- Known for: interior design
- Website: https://www.ellendavisinteriordesign.com/

= Belle Yemofio =

Ghanaian interior designer

Belle Yemofio is a Ghanaian interior designer who serves as the founder and creative director of EllenDavis Interior Design. She is known for her contributions within Ghana’s design industry and a winner of Italy International Design Award.

== Early life and education ==
She began her early career in the United States. She was raised in a family with a background in creative work: her father is an architect, her mother engaged in knitting and crochet, two of her siblings are architects, and another is a confectioner.

== Career ==
She initially worked in banking. During this period, she undertook interior decoration projects for family, friends, and her own residence and developed an interest in sourcing decorative and antique items. After more than thirteen years in banking, she transitioned to interior design and has worked in the field for over eight years.

In June 2022, she received two awards: a Luxury Lifestyle Award for luxury residential interior design in Ghana, and a She Achiever recognition in interior design at the African Women Awards organized in Egypt. In November 2021, she was named Most Respected CEO in Interior and Exterior Design at the Ghana Industry CEO Awards. In May 2021, she received recognition in interior design at the Feminine Ghana Achievement Awards.

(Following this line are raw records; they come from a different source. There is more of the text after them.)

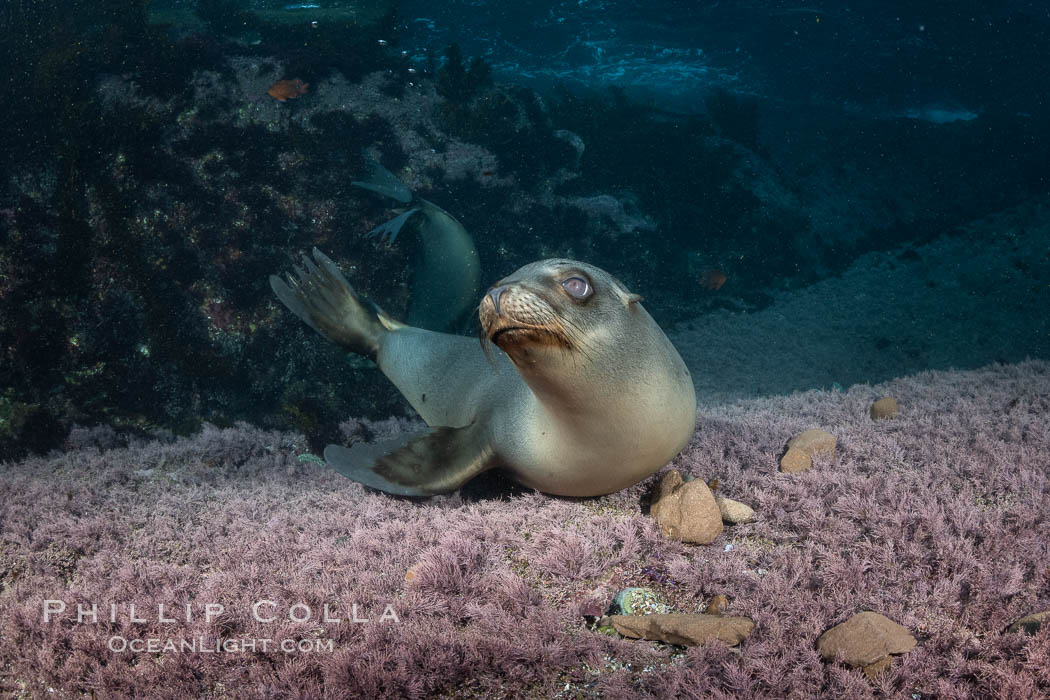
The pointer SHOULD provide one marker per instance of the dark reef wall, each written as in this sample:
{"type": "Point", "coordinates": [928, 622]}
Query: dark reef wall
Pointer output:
{"type": "Point", "coordinates": [156, 185]}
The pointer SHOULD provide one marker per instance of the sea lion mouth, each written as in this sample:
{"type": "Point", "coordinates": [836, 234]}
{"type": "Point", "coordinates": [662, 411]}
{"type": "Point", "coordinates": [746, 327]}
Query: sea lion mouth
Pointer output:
{"type": "Point", "coordinates": [515, 333]}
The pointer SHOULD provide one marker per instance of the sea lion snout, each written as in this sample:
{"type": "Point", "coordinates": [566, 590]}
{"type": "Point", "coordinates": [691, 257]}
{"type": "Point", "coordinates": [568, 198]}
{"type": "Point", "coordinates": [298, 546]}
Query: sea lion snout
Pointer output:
{"type": "Point", "coordinates": [512, 316]}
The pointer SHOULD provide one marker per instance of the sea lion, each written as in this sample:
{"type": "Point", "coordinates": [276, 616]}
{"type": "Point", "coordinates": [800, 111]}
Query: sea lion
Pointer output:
{"type": "Point", "coordinates": [446, 274]}
{"type": "Point", "coordinates": [586, 397]}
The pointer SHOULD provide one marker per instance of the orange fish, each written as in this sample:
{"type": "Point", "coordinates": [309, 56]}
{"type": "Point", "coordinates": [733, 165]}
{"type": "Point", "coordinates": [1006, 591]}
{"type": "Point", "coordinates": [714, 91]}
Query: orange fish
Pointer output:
{"type": "Point", "coordinates": [288, 89]}
{"type": "Point", "coordinates": [713, 279]}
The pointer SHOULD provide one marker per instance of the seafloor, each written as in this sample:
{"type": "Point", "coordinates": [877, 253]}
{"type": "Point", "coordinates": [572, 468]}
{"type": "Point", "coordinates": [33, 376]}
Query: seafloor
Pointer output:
{"type": "Point", "coordinates": [939, 518]}
{"type": "Point", "coordinates": [155, 188]}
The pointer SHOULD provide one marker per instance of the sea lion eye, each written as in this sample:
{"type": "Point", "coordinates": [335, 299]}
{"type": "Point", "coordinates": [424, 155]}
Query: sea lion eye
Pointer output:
{"type": "Point", "coordinates": [578, 288]}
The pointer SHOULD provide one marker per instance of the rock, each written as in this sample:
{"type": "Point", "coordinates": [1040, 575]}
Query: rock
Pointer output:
{"type": "Point", "coordinates": [795, 461]}
{"type": "Point", "coordinates": [813, 442]}
{"type": "Point", "coordinates": [683, 629]}
{"type": "Point", "coordinates": [865, 639]}
{"type": "Point", "coordinates": [874, 670]}
{"type": "Point", "coordinates": [803, 446]}
{"type": "Point", "coordinates": [686, 511]}
{"type": "Point", "coordinates": [883, 408]}
{"type": "Point", "coordinates": [1029, 623]}
{"type": "Point", "coordinates": [734, 512]}
{"type": "Point", "coordinates": [637, 601]}
{"type": "Point", "coordinates": [717, 606]}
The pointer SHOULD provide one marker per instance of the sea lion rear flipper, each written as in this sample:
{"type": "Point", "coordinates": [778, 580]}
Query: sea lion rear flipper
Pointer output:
{"type": "Point", "coordinates": [381, 181]}
{"type": "Point", "coordinates": [387, 232]}
{"type": "Point", "coordinates": [321, 296]}
{"type": "Point", "coordinates": [437, 461]}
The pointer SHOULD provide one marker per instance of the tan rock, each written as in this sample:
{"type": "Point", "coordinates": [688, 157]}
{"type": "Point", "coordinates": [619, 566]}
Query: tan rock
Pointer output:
{"type": "Point", "coordinates": [686, 511]}
{"type": "Point", "coordinates": [717, 606]}
{"type": "Point", "coordinates": [734, 511]}
{"type": "Point", "coordinates": [813, 442]}
{"type": "Point", "coordinates": [874, 670]}
{"type": "Point", "coordinates": [1029, 623]}
{"type": "Point", "coordinates": [795, 461]}
{"type": "Point", "coordinates": [864, 639]}
{"type": "Point", "coordinates": [803, 446]}
{"type": "Point", "coordinates": [883, 408]}
{"type": "Point", "coordinates": [686, 630]}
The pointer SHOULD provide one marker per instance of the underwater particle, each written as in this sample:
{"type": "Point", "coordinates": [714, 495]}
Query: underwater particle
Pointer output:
{"type": "Point", "coordinates": [713, 279]}
{"type": "Point", "coordinates": [288, 89]}
{"type": "Point", "coordinates": [637, 601]}
{"type": "Point", "coordinates": [683, 629]}
{"type": "Point", "coordinates": [884, 408]}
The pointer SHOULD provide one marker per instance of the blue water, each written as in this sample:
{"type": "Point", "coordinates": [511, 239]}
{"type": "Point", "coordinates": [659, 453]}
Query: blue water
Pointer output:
{"type": "Point", "coordinates": [885, 57]}
{"type": "Point", "coordinates": [760, 172]}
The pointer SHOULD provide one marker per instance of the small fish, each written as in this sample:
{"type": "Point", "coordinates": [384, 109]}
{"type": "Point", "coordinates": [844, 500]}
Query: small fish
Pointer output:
{"type": "Point", "coordinates": [713, 279]}
{"type": "Point", "coordinates": [288, 89]}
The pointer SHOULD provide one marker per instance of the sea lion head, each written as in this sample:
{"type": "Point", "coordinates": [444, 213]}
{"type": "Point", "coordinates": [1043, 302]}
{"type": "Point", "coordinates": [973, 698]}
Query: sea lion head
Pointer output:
{"type": "Point", "coordinates": [558, 310]}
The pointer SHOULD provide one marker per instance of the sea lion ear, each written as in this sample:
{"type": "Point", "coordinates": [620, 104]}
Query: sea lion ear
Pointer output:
{"type": "Point", "coordinates": [626, 296]}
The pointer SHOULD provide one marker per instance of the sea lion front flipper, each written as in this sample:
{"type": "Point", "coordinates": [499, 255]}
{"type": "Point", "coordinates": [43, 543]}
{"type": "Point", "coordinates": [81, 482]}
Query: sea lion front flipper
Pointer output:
{"type": "Point", "coordinates": [319, 295]}
{"type": "Point", "coordinates": [437, 461]}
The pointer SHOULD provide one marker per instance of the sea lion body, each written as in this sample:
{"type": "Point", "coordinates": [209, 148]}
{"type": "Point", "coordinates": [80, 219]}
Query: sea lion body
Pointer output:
{"type": "Point", "coordinates": [588, 396]}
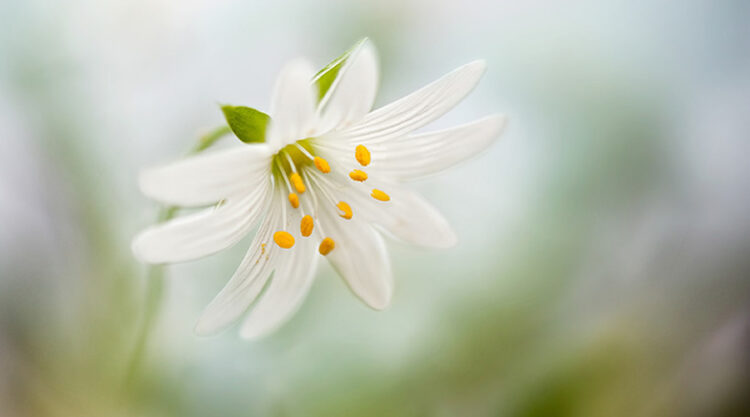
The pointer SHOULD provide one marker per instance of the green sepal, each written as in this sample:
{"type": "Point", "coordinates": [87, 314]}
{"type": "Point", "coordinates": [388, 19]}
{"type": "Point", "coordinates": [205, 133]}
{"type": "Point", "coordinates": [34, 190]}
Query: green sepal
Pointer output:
{"type": "Point", "coordinates": [325, 77]}
{"type": "Point", "coordinates": [247, 123]}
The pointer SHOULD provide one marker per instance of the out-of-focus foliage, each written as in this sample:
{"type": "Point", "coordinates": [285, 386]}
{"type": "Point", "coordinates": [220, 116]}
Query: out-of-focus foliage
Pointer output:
{"type": "Point", "coordinates": [602, 269]}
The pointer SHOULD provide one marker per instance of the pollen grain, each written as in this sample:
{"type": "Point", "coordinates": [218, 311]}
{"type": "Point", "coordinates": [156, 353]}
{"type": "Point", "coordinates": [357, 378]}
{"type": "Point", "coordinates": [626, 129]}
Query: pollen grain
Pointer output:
{"type": "Point", "coordinates": [379, 195]}
{"type": "Point", "coordinates": [322, 165]}
{"type": "Point", "coordinates": [358, 175]}
{"type": "Point", "coordinates": [362, 154]}
{"type": "Point", "coordinates": [306, 226]}
{"type": "Point", "coordinates": [345, 209]}
{"type": "Point", "coordinates": [283, 239]}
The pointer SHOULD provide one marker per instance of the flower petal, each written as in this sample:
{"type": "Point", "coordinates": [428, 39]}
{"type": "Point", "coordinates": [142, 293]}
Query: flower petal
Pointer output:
{"type": "Point", "coordinates": [246, 283]}
{"type": "Point", "coordinates": [203, 233]}
{"type": "Point", "coordinates": [353, 91]}
{"type": "Point", "coordinates": [417, 109]}
{"type": "Point", "coordinates": [419, 155]}
{"type": "Point", "coordinates": [292, 105]}
{"type": "Point", "coordinates": [288, 288]}
{"type": "Point", "coordinates": [206, 179]}
{"type": "Point", "coordinates": [406, 216]}
{"type": "Point", "coordinates": [360, 258]}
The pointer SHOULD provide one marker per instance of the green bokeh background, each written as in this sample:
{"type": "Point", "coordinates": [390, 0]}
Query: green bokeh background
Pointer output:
{"type": "Point", "coordinates": [602, 268]}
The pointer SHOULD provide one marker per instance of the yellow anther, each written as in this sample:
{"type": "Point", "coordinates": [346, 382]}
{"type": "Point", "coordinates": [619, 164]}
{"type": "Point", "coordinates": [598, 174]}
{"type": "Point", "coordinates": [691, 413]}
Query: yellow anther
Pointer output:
{"type": "Point", "coordinates": [345, 209]}
{"type": "Point", "coordinates": [326, 246]}
{"type": "Point", "coordinates": [283, 239]}
{"type": "Point", "coordinates": [297, 182]}
{"type": "Point", "coordinates": [358, 175]}
{"type": "Point", "coordinates": [362, 155]}
{"type": "Point", "coordinates": [322, 165]}
{"type": "Point", "coordinates": [379, 195]}
{"type": "Point", "coordinates": [294, 200]}
{"type": "Point", "coordinates": [306, 226]}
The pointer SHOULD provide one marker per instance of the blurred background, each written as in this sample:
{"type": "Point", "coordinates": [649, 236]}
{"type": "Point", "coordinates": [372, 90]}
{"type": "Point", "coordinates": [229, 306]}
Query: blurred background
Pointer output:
{"type": "Point", "coordinates": [603, 267]}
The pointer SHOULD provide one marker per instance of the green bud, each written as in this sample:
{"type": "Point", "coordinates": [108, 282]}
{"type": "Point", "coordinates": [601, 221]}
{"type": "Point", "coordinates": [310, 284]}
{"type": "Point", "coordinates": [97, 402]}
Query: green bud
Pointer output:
{"type": "Point", "coordinates": [247, 123]}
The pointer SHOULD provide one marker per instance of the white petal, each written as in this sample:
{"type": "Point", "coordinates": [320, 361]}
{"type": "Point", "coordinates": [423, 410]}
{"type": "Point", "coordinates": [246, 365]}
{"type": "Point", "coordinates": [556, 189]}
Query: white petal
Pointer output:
{"type": "Point", "coordinates": [246, 283]}
{"type": "Point", "coordinates": [352, 93]}
{"type": "Point", "coordinates": [292, 105]}
{"type": "Point", "coordinates": [361, 259]}
{"type": "Point", "coordinates": [407, 217]}
{"type": "Point", "coordinates": [419, 155]}
{"type": "Point", "coordinates": [417, 109]}
{"type": "Point", "coordinates": [288, 288]}
{"type": "Point", "coordinates": [208, 178]}
{"type": "Point", "coordinates": [203, 233]}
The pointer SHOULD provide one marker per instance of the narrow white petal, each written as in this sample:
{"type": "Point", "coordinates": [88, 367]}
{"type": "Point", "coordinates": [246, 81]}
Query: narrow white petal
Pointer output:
{"type": "Point", "coordinates": [417, 109]}
{"type": "Point", "coordinates": [208, 178]}
{"type": "Point", "coordinates": [407, 216]}
{"type": "Point", "coordinates": [289, 285]}
{"type": "Point", "coordinates": [353, 92]}
{"type": "Point", "coordinates": [246, 283]}
{"type": "Point", "coordinates": [203, 233]}
{"type": "Point", "coordinates": [292, 105]}
{"type": "Point", "coordinates": [419, 155]}
{"type": "Point", "coordinates": [360, 258]}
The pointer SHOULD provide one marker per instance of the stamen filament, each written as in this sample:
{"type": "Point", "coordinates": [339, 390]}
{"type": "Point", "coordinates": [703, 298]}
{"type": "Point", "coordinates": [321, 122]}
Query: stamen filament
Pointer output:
{"type": "Point", "coordinates": [304, 151]}
{"type": "Point", "coordinates": [326, 246]}
{"type": "Point", "coordinates": [379, 195]}
{"type": "Point", "coordinates": [296, 180]}
{"type": "Point", "coordinates": [294, 200]}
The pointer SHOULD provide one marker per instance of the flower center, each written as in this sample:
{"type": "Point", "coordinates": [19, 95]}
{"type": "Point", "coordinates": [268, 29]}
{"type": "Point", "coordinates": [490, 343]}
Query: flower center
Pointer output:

Her work has been referenced in publications including, The Business Executive (issue no. 105, 2021), Glitz Africa Living, Dream Magazine Africa, Humble Beginning Stories (Canadian blog), and Ghana 365 (UK blog).

In 2024, Forbes Africa included her in its “Big Ideas and Small Giants: Purpose-Driven and Proudly African” feature. She is an author of the book The Art and Science of Interior Design. In 2026, she received a nomination for African Interior Designer of the Year at the Africa Golden Awards.